Some disease-associated loci were identified as CNV mutational hotspots in this study (Table 1). Besides the psoriasis-associated CNVs of β-defensin genes mentioned above, we also identified a CNV hotspot involving the gene of complement component C4 (with isotopes C4A [MIM 120810] and C4B [MIM 120820]) in association with human systemic lupus erythematosus (SLE [MIM 152700]).34 In addition, two mutational hotspots involve a glutathione conjugation gene, GSTM1 [MIM 138350], with implication in cancer risk and drug resistance.35 The homozygous deletion of RHD (MIM 111680) can cause RhD-negative blood type.36 The CNVs at the RHD locus were reported to be highly polymorphic in human populations2,37 and were also identified as CNV hotspots in this study. The IGF1R locus (MIM 147370) is also among CNV hotspots, and its deletion CNVs can cause gene haploinsufficiency in association with short status and other developmental defects in children born small for gestational age.38 Notably, genomic instability was also shown in some CNVs mediating neuropsychiatric traits, including the GRM8 [MIM 601116] and HYDIN [MIM 610812] loci. GRM8 encodes the glutamatergic receptor 8, and the patient with CNV-mediated GRM8 gene rearrangement presented autism and severe mental retardation.39 The instable locus of hydrocephalus-associated HYDIN in 16q22.2 experienced an event of duplication and insertion into 1q21.1 during primate evolution, and the CNVs at both of these HYDIN loci can lead to abnormal brain size, i.e., microcephaly or macrocephaly.40 These findings of functional CNV loci as mutational hotspots suggest an important role of CNV in human diseases and evolution.

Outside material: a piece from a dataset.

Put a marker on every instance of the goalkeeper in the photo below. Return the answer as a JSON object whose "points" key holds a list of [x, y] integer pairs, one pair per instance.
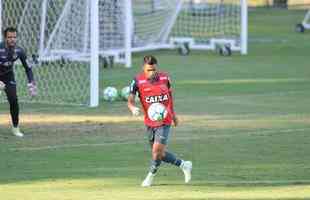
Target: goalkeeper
{"points": [[154, 86], [9, 53]]}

In addition, though we applied this method to the published CNV genotyping data provided by Conrad et al.2 and to genotypes of SNPs from HapMap database, various genotyping data produced by current prevailing whole-genome SNP arrays, e.g., Affymetrix Genome-Wide Human SNP Array 6.0 and Illumina Human1M-Duo DNA Analysis BeadChip, can also be applied to this method.

In summary, we propose a statistical method, CNVMut, to achieve an approximate estimation of CNV mutation rates using genotyping data of human populations and to identify potential CNV mutational hotspots. The enrichment of repeat sequence at mutational hotspots sheds light on the understanding of genome architecture and rearrangement mechanisms underlying CNV mutations in the human genome, and the observation of functional CNV loci in hotspots implicates an important role of CNV in human health and evolution.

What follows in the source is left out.